— Значит, мечешься из угла в угол.
— Неправда!
— Места себе не находишь. Каждую минуту принимаешь новое решение, бросаешься из одной крайности в другую.
— Ничего подобного!
— Иной раз ведешь себя так, что это уже переходит все границы.
— С чего ты взяла? Приставила кого-то шпионить за мной?
— И шпионить незачем: достаточно прочесть твои сумбурные письма.
— Такая уж я есть, Гиза. Мне далеко до тебя с твоим самообладанием, с твоей целеустремленностью. Я и в двадцать лет так же бросалась из одной крайности в другую.
— Тебе уже не двадцать лет, Эржи. Пора бы поостыть.
— Ты это к чему?
— Так, к слову пришлось.
— В твоем замечании была какая-то колкость.
— О чем ты, какая колкость?
— Вот это мне и хотелось бы знать.
— Ну ладно. Будь добра, ответь мне откровенно: ты влюблена, что ли, в этого шута горохового?
— Я протестую!
— Против чего же?
— Непозволительно в таком тоне говорить о певце с мировой известностью.
— Не придирайся к моему тону. Отвечай: да или нет?
— Нет!
— К сожалению, в это трудно поверить.
— Ты знаешь, что я не привыкла врать.
— Я в этом не убеждена.
— А ты хоть раз поймала меня на вранье?
— Лучше оставим сейчас эту тему.
— Напротив, уж лучше все выяснить. Так вот: торжественно тебе заявляю, что я не влюблена в Чермлени. Он мне неприятен и даже более того — противен. Все в нем мне чуждо: его жадность, эгоизм, аморальность.
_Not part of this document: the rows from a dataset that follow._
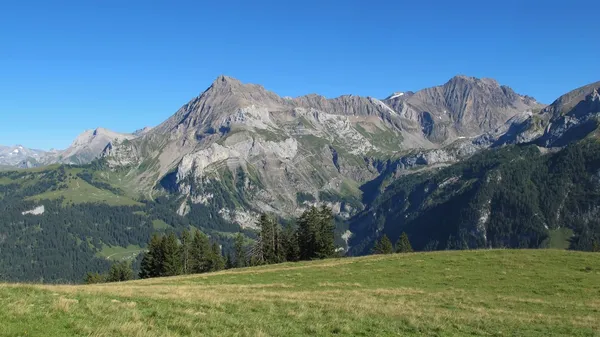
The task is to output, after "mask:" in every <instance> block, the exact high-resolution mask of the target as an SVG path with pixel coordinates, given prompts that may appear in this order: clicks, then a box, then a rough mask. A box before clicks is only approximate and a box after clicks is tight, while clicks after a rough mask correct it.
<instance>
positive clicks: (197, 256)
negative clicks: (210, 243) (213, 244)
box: [190, 231, 211, 273]
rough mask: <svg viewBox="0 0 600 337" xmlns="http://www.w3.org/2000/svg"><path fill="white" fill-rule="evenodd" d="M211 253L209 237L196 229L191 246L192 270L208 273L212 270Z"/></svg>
mask: <svg viewBox="0 0 600 337" xmlns="http://www.w3.org/2000/svg"><path fill="white" fill-rule="evenodd" d="M210 254H211V247H210V242H209V240H208V237H207V236H206V235H205V234H204V233H202V232H201V231H196V232H195V233H194V238H193V239H192V247H191V248H190V269H191V272H192V273H206V272H208V271H210V263H209V257H210Z"/></svg>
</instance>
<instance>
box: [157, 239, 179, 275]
mask: <svg viewBox="0 0 600 337" xmlns="http://www.w3.org/2000/svg"><path fill="white" fill-rule="evenodd" d="M162 246H163V253H164V270H163V274H162V275H161V276H175V275H179V274H181V254H180V253H181V250H180V248H179V243H178V242H177V237H176V236H175V234H174V233H169V235H167V236H165V237H163V240H162Z"/></svg>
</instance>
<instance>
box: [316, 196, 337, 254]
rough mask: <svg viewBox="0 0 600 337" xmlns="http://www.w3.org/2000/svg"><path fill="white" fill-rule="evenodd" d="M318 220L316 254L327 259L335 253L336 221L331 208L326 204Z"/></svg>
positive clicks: (316, 240)
mask: <svg viewBox="0 0 600 337" xmlns="http://www.w3.org/2000/svg"><path fill="white" fill-rule="evenodd" d="M318 220H319V222H318V232H317V235H318V236H317V239H316V241H317V251H316V256H317V258H319V259H325V258H328V257H332V256H334V255H335V223H334V222H333V214H332V213H331V209H330V208H328V207H326V206H323V207H321V210H320V211H319V218H318Z"/></svg>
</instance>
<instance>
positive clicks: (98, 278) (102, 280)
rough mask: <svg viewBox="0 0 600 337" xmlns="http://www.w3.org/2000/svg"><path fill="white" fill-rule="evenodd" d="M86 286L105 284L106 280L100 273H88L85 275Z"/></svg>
mask: <svg viewBox="0 0 600 337" xmlns="http://www.w3.org/2000/svg"><path fill="white" fill-rule="evenodd" d="M84 282H85V284H95V283H104V282H106V278H105V277H104V275H101V274H99V273H87V274H86V275H85V280H84Z"/></svg>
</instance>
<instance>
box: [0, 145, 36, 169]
mask: <svg viewBox="0 0 600 337" xmlns="http://www.w3.org/2000/svg"><path fill="white" fill-rule="evenodd" d="M45 155H46V152H45V151H42V150H34V149H29V148H26V147H24V146H22V145H15V146H2V145H0V166H5V167H7V168H8V167H16V168H28V167H33V166H36V165H37V163H38V161H39V160H41V159H42V157H44V156H45Z"/></svg>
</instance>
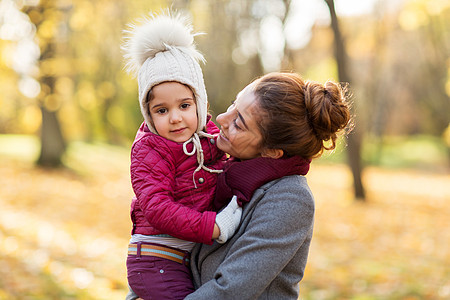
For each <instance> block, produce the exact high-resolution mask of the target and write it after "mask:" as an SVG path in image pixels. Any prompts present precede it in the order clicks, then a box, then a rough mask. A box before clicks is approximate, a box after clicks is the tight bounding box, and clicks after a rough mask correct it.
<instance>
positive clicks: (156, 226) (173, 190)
mask: <svg viewBox="0 0 450 300" xmlns="http://www.w3.org/2000/svg"><path fill="white" fill-rule="evenodd" d="M209 119H210V117H209V118H208V123H207V125H206V131H207V133H209V134H214V135H217V134H218V133H219V129H218V128H217V126H216V125H215V124H214V123H213V122H212V121H210V120H209ZM215 142H216V141H215V139H208V138H201V144H202V148H203V154H204V158H205V163H204V165H205V166H207V167H208V168H210V169H222V168H223V164H224V159H225V155H224V153H223V152H222V151H220V150H219V149H218V148H217V147H216V145H215ZM192 149H193V145H192V143H189V144H188V145H187V150H188V151H192ZM197 166H198V163H197V157H196V154H194V155H193V156H187V155H186V154H185V153H184V152H183V144H182V143H176V142H173V141H169V140H167V139H165V138H162V137H160V136H158V135H156V134H153V133H151V132H150V131H149V130H148V128H147V126H146V125H145V123H143V124H142V125H141V127H140V128H139V130H138V132H137V134H136V138H135V141H134V143H133V146H132V148H131V184H132V186H133V190H134V193H135V197H134V198H133V201H132V203H131V220H132V222H133V230H132V234H145V235H157V234H168V235H170V236H173V237H177V238H180V239H183V240H188V241H193V242H198V243H204V244H212V239H211V237H212V233H213V229H214V222H215V219H216V213H215V212H213V211H209V210H211V208H212V205H211V204H212V200H213V199H214V192H215V187H216V181H217V174H213V173H210V172H208V171H205V170H203V169H201V170H199V171H198V172H196V173H195V178H193V173H194V170H195V169H196V168H197ZM194 179H195V182H196V185H197V188H195V186H194V182H193V180H194Z"/></svg>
Это какой-то дикий зверь.
— Прежде, когда я называла его чудовищем, ты обижалась.
— Чудовище и дикий зверь — это не одно и то же.
— Неужели есть разница?
— Да, есть.
— Ладно, не будем спорить на этот счет. Скажи, если ты разочаровалась даже в лучшей своей подруге и желаешь избавиться от этого Чермлени, то почему бы тебе не сделать так, как я прошу?
— Потому что меня многое держит здесь.
— Что тебя там держит?
— Тысячи разных нитей.
— Паула не в счет, Виктор тоже. Разве что Мышка и дочь, но и это очень слабые нити.
— Каждая по одиночке, может, и слабая ниточка, а вместе держат прочно.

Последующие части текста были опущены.